Giving the consumer what they want is great, and obviously the key to any great business. But it only works for rational demands.
After that point a company simply can’t grant everyone’s greatest wishes. Its a business, it costs money. Shows cost money to make, and they have to make money back. Many businesses have determined that certain methods of delivery, like over cable distribution systems where the overhead, distribution, and customer service is handled instead of an expense.
There are lots of things I want that I can’t have because I lack the resources like a Viking range, a BMW X5 and washboard abs. Doesn’t mean I’m allowed to go out and steal them. Same goes for music, movies and video games. Just because I want the content and it’s convenient to steal doesn’t mean I should.
There’s right, and there’s wrong. Stealing stuff is just plain wrong. We learn this as children, yet somehow we make elaborate excuses for it as we get older, like “Well, I’m just copying bits. I’m not really stealing.” Or “If it weren’t so hard for me to get legitimately, I wouldn’t have to steal it instead.”
When the studios make it hard for you to have content you want, you should just live without it, or reward other content providers who make it easier for you to do business with them.
Consumers have to stop expecting to have everyone kiss their ass just because they want something. This is the warped, misguided reason why “Six Strikes” policies are created to begin with.
Certainly, there can be arguments for better methods. At some point if someone provides a product closer to what customers want, then they deserve to win, but I would argue that if no one is coming in to serve the demand, it is not sustainable. If it is sustainable, someone will come along and take away their customers. That is how the free market works. Players adapt or die.
But the sense of entitlement to product is just staggering.

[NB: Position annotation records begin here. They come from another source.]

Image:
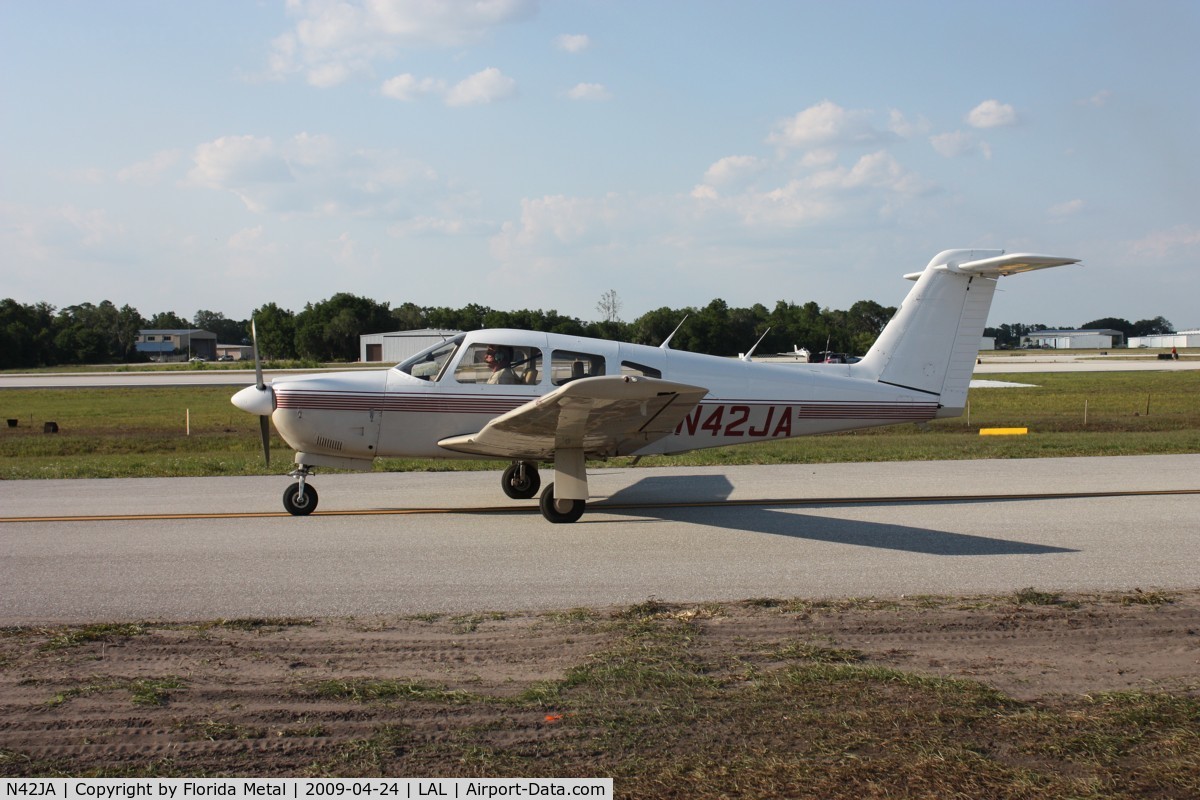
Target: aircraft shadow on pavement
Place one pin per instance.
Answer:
(767, 519)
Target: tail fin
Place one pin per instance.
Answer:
(931, 343)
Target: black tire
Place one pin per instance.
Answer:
(517, 488)
(551, 510)
(298, 506)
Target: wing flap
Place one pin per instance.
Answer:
(609, 415)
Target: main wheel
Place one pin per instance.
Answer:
(517, 486)
(559, 510)
(297, 505)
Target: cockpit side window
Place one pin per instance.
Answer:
(429, 364)
(499, 364)
(568, 365)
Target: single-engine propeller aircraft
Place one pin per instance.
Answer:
(529, 397)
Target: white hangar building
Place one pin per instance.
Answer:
(394, 348)
(1180, 340)
(1093, 340)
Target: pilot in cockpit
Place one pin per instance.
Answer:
(498, 359)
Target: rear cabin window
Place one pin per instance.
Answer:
(567, 366)
(639, 370)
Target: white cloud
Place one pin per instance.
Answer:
(232, 162)
(958, 144)
(732, 169)
(827, 124)
(589, 91)
(991, 114)
(313, 175)
(573, 42)
(408, 86)
(333, 40)
(485, 86)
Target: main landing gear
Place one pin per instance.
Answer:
(300, 499)
(559, 510)
(521, 481)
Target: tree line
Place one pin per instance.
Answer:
(40, 335)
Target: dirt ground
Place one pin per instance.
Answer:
(292, 697)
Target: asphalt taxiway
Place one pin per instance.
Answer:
(451, 543)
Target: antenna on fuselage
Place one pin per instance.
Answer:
(666, 342)
(747, 356)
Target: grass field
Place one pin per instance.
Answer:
(196, 431)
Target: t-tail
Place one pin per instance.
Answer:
(931, 344)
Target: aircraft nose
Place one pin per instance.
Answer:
(256, 401)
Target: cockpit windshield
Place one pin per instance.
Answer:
(429, 364)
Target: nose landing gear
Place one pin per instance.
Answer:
(300, 499)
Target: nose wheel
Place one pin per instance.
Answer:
(300, 499)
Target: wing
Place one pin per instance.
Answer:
(610, 415)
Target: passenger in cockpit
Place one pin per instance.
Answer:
(499, 360)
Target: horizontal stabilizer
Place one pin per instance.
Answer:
(1006, 264)
(1013, 264)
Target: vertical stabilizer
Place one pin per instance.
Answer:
(931, 343)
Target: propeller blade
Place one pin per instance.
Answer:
(264, 423)
(258, 364)
(264, 426)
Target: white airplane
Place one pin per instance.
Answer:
(529, 397)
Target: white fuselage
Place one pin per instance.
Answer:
(390, 413)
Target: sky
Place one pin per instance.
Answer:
(525, 154)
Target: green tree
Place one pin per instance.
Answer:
(330, 330)
(1152, 326)
(276, 331)
(228, 331)
(27, 335)
(167, 320)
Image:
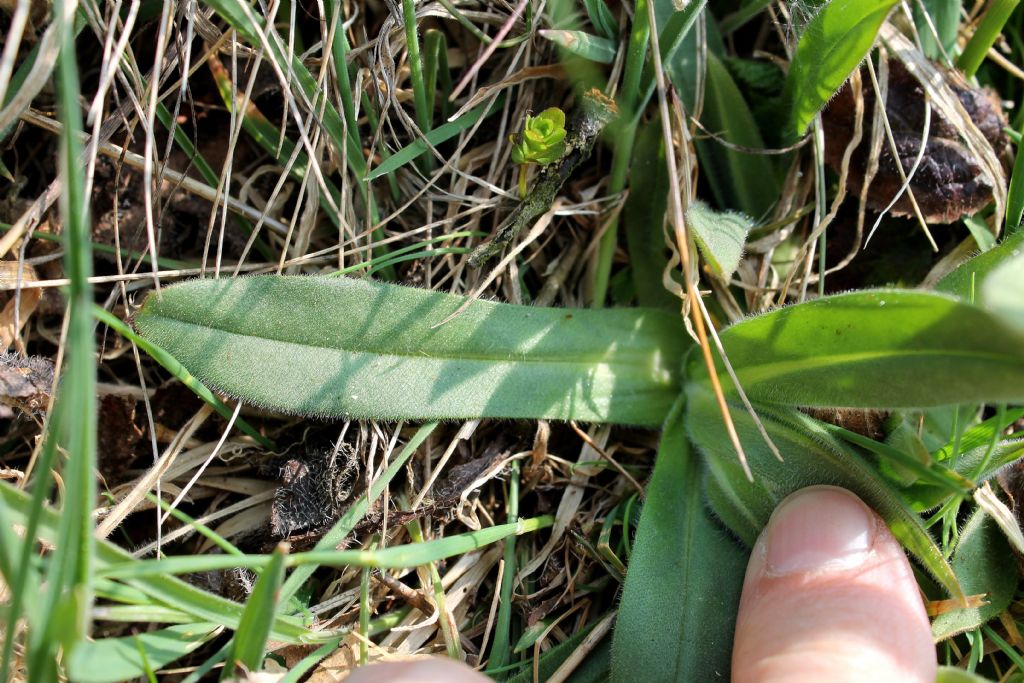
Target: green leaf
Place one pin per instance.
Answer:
(833, 44)
(583, 44)
(720, 236)
(174, 368)
(743, 181)
(349, 347)
(113, 659)
(813, 456)
(1003, 291)
(957, 675)
(601, 17)
(643, 218)
(967, 278)
(985, 35)
(983, 562)
(249, 643)
(883, 348)
(680, 555)
(944, 16)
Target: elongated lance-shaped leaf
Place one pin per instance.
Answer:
(812, 457)
(833, 44)
(357, 348)
(981, 562)
(884, 348)
(683, 581)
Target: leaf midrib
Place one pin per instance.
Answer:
(615, 357)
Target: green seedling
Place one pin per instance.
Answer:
(541, 141)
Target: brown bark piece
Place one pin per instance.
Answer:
(949, 182)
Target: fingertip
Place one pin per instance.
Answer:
(829, 595)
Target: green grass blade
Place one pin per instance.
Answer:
(396, 557)
(440, 134)
(624, 131)
(249, 643)
(944, 15)
(68, 591)
(1015, 193)
(114, 659)
(423, 114)
(985, 36)
(812, 457)
(583, 44)
(171, 365)
(348, 347)
(740, 181)
(643, 218)
(883, 348)
(436, 67)
(679, 552)
(833, 44)
(1003, 292)
(949, 480)
(163, 590)
(721, 237)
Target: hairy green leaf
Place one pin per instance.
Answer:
(684, 578)
(350, 347)
(748, 182)
(812, 456)
(720, 236)
(1003, 291)
(883, 348)
(114, 659)
(833, 44)
(983, 564)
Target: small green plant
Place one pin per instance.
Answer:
(358, 349)
(541, 141)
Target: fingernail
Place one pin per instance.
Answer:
(820, 528)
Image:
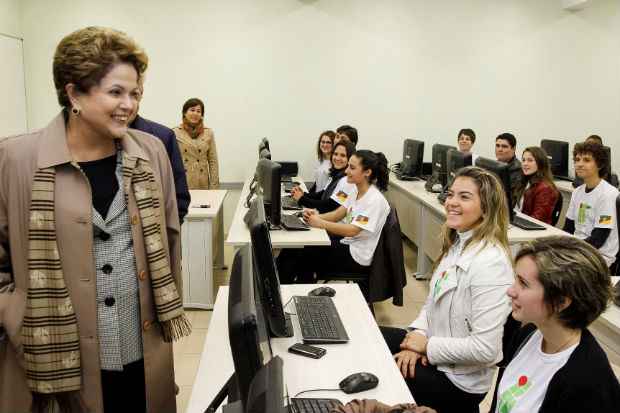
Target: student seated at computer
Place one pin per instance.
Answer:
(591, 215)
(465, 140)
(448, 356)
(536, 194)
(505, 146)
(354, 240)
(338, 190)
(324, 149)
(555, 364)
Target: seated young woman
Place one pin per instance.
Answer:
(448, 356)
(355, 238)
(555, 365)
(536, 194)
(324, 149)
(337, 190)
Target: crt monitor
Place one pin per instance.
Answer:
(440, 163)
(502, 171)
(413, 158)
(268, 176)
(557, 152)
(266, 273)
(456, 160)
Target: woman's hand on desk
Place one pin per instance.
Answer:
(297, 193)
(406, 361)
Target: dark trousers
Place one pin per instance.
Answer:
(430, 387)
(123, 391)
(299, 265)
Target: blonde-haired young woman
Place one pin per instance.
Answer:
(448, 355)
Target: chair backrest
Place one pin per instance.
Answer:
(557, 209)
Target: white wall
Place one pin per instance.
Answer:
(288, 69)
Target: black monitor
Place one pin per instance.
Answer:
(413, 158)
(557, 152)
(502, 171)
(456, 160)
(268, 177)
(266, 273)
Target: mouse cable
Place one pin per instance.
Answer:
(314, 390)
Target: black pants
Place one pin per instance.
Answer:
(299, 265)
(124, 391)
(430, 387)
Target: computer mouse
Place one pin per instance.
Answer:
(358, 382)
(323, 292)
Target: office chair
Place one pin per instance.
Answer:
(557, 209)
(387, 276)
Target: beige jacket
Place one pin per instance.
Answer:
(199, 158)
(20, 156)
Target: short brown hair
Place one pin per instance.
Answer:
(570, 268)
(85, 56)
(598, 152)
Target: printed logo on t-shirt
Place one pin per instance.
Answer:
(508, 399)
(361, 219)
(581, 216)
(342, 196)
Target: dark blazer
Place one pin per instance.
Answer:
(387, 272)
(586, 383)
(166, 135)
(539, 201)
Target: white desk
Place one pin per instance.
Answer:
(366, 351)
(421, 217)
(239, 235)
(202, 247)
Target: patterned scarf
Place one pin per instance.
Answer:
(50, 331)
(194, 131)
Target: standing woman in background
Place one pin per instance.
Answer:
(536, 193)
(197, 144)
(324, 153)
(90, 274)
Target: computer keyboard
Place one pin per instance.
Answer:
(289, 203)
(301, 405)
(292, 223)
(319, 320)
(526, 224)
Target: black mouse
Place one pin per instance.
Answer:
(323, 291)
(358, 382)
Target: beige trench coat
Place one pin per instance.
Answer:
(20, 156)
(199, 158)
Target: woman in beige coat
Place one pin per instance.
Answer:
(89, 246)
(197, 145)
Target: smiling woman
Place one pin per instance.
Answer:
(91, 254)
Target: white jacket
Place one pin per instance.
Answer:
(465, 312)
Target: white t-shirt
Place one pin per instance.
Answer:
(344, 191)
(596, 209)
(525, 381)
(321, 174)
(368, 213)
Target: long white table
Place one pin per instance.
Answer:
(202, 246)
(366, 351)
(421, 217)
(239, 235)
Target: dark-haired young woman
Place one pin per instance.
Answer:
(337, 190)
(536, 193)
(354, 227)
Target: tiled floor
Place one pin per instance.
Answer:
(187, 352)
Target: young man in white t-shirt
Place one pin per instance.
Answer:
(591, 215)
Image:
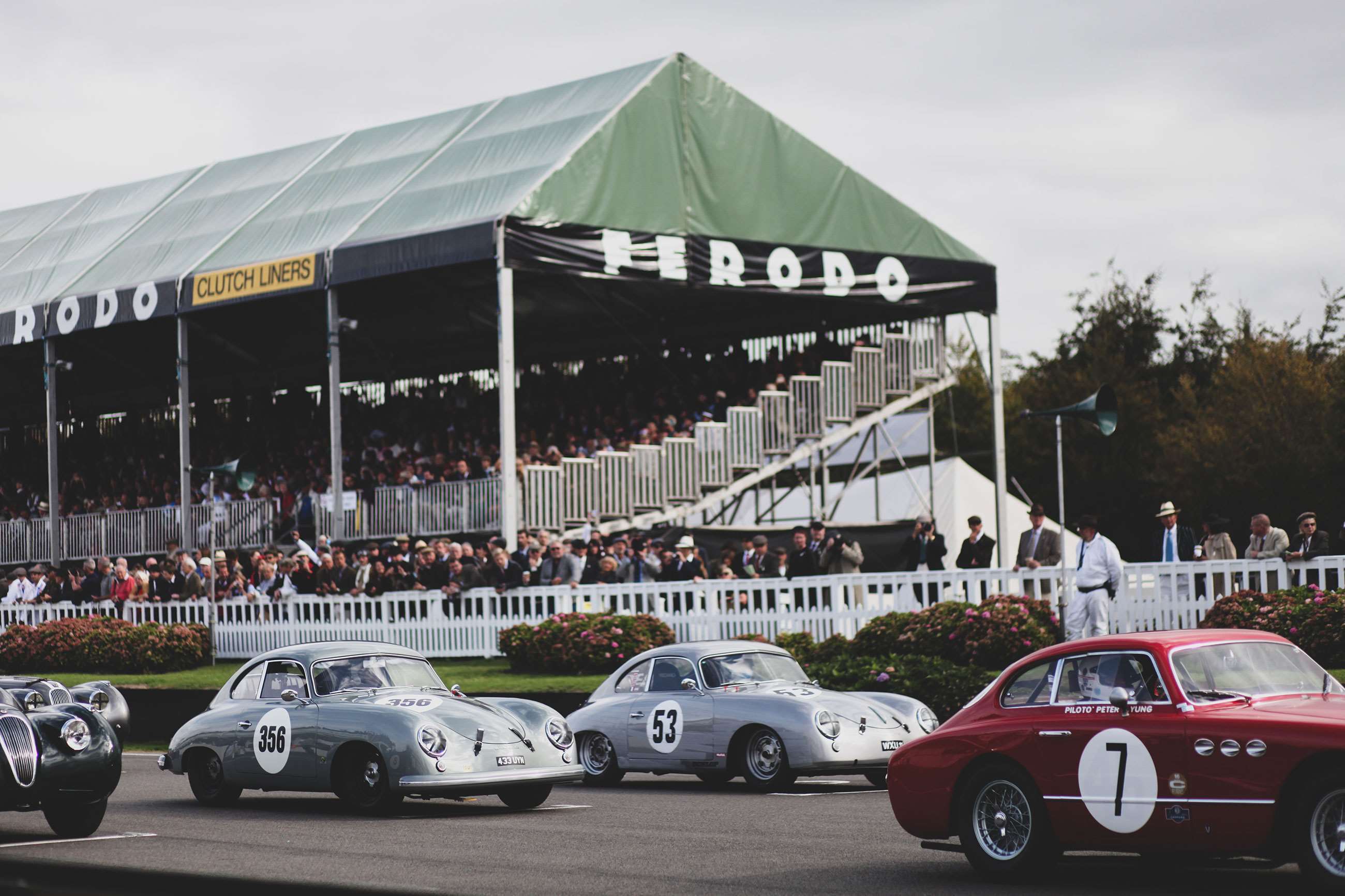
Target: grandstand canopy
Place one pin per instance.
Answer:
(647, 205)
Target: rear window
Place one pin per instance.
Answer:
(1030, 687)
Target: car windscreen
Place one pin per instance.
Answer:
(376, 671)
(1249, 668)
(747, 668)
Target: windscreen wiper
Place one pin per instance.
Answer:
(1219, 695)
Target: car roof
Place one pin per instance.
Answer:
(328, 649)
(697, 649)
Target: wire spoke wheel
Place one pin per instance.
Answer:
(1003, 820)
(1328, 832)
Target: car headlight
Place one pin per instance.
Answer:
(76, 734)
(559, 733)
(432, 740)
(828, 723)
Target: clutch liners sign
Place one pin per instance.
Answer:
(248, 281)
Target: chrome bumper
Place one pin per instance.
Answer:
(475, 780)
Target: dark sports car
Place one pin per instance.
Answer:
(62, 758)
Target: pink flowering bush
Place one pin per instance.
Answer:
(990, 634)
(101, 644)
(581, 643)
(1312, 618)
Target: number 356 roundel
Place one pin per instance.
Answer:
(271, 740)
(664, 726)
(1117, 781)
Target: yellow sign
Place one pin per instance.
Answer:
(253, 280)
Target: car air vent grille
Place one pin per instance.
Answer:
(21, 749)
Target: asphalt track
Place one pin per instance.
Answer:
(649, 834)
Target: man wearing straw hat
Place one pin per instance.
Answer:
(1173, 544)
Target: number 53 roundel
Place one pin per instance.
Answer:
(1117, 781)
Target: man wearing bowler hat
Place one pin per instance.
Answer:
(1037, 547)
(1098, 574)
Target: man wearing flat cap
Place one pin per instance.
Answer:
(1037, 547)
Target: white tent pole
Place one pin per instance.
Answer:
(997, 412)
(338, 533)
(509, 436)
(189, 533)
(53, 484)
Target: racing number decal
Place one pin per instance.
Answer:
(664, 726)
(415, 704)
(1117, 781)
(272, 739)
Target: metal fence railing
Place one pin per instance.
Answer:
(1150, 597)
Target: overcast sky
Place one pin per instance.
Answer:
(1048, 136)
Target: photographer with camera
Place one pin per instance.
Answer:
(841, 555)
(924, 550)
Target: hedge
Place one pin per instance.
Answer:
(1312, 618)
(581, 643)
(102, 644)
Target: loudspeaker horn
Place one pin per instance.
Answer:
(1098, 409)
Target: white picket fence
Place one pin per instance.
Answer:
(1152, 597)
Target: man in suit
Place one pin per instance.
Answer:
(1173, 544)
(924, 550)
(1266, 543)
(1037, 547)
(977, 553)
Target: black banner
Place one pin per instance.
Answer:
(942, 285)
(25, 324)
(111, 307)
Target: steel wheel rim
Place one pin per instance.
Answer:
(596, 754)
(766, 754)
(1328, 832)
(1001, 820)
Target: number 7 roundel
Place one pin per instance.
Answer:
(1117, 781)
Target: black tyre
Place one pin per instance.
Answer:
(763, 761)
(597, 755)
(1003, 825)
(1319, 833)
(525, 796)
(74, 820)
(206, 776)
(364, 785)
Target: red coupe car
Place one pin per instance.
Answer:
(1207, 743)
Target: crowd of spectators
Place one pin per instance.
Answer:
(450, 567)
(435, 432)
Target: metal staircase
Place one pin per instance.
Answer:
(654, 484)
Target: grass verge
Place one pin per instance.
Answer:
(475, 676)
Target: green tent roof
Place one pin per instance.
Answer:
(664, 147)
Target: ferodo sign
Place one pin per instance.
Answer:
(249, 281)
(745, 265)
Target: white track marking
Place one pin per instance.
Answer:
(833, 793)
(77, 840)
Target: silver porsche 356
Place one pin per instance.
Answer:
(371, 723)
(727, 708)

As Andy Ihnatko put it:
The world does not OWE you Season 1 of “Game Of Thrones” in the form you want it at the moment you want it at the price you want to pay for it. If it’s not available under 100% your terms, you have the free-and-clear option of not having it.
It has even gotten to the point where when a company does ship something that is available anywhere you want it, for the lowest possible cost, at any time, as much as you want – people still complain that there are credits. That’s right. God forbid we acknowledge the people took time to make the product you are marathon watching because its-just-that-good to devote 13 straight hours to over a weekend.
I love this argument – “Give us what we want, when we want it, how we want it, and for the price we’re willing to pay for it and we’ll happily hand over our money for it.”
This doesn’t sound ”comically selfish” – it is selfish. First, the problem was not being able to get the content we wanted when we wanted it. Then, came the laments about pricing. How dare seasons of television cost anything more than [INSERT ARBITRARY NUMBER I REMOVED FROM MY RECTUM]!
Now, people are getting their panties in a twist over having to sit through opening credits? Where does it end? At what point does this blatant selfishness turn into, “I hate this actor/these mushy love scenes/this director. If you remove all of that, I’ll be beating down your door to give you money, then complaining some more.”